One would expect that it must have been out of this very realisation that the GIPF has established the First Capital Housing Fund. Only to learn that in fact First Capital is charging more than the traditional financial institutions, which is 16% interest on loans. Which cannot but call into question the essence of the facility. How then can those perceiving the GIPF as providing for the elite amidst the suffering of its primary shareholders and would-be beneficiaries be wronged? Admittedly, by the GIPF itself, shareholders, and thus civil servants, can take out loans through this facility for housing. But can, especially those at the lower end of the civil service, realistically do so? And at what cost given the higher interests First Capital is charging? Thus the helpfulness of this fund, cannot but be suspect. Thus the bombastic response of the GIPF communication machinery with senseless and self-serving and self placating pages of editorial to what seem a genuine concern is nothing but impulsively and my
opically defensive.
It cannot but be instructive and informative to know how much of a departure from the normal loan facilities of the commercial financial institutions is the First Capital facility? It is a well-known fact that most of the housing loan facilities by commercial financial institutions, are part of the capitalist system, with their main motivation and goal being profit. Social housing, 30 years plus after Namibian independence, is an anathema to the Namibian housing supply sector. In fact, except for the aborted mass housing project, aborted without any commendable results, with some of the units built in this respect unoccupied and white elephants, social housing is non-existent in Namibia. Meaning that the sector continues to be purely profit-oriented, exploitative and thus capitalist in nature.

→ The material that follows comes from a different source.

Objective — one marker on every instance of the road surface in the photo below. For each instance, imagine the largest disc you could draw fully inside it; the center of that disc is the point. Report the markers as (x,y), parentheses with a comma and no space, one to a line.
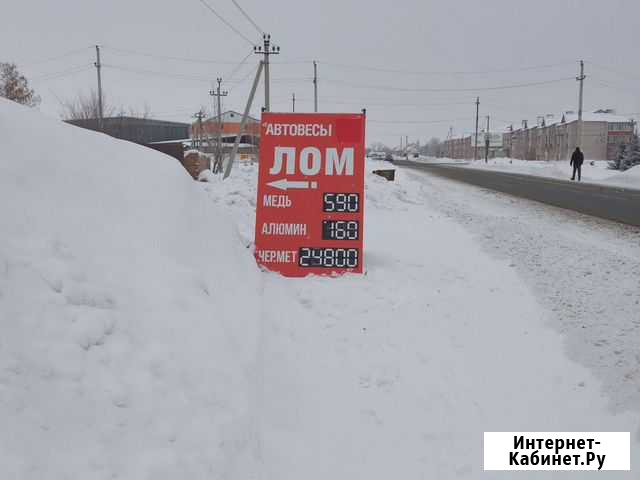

It is thus unfortunate that the idea of the prime mover as far as the application of GIPF funds to housing projects for low income civil servants have been taken in its literal sense and responded to with a trigger happy attitude by the communication machinery of GIPF.
The intention of the prime mover must have been honestly, nobly and honourably, to earnestly address the acute housing shortage in Namibia among the exploited, neglected and disadvantaged . Instead the response is one of public posturing. The annual housing growth rate in Namibia has officially been said to be 3,700 units per year. This is against a backlog as per last year of 300,000. Meaning this would take about 86 years for Namibia to arrest the backlog, all things being equal. Meaning few homeless people can dream of decent housing in their lifetime.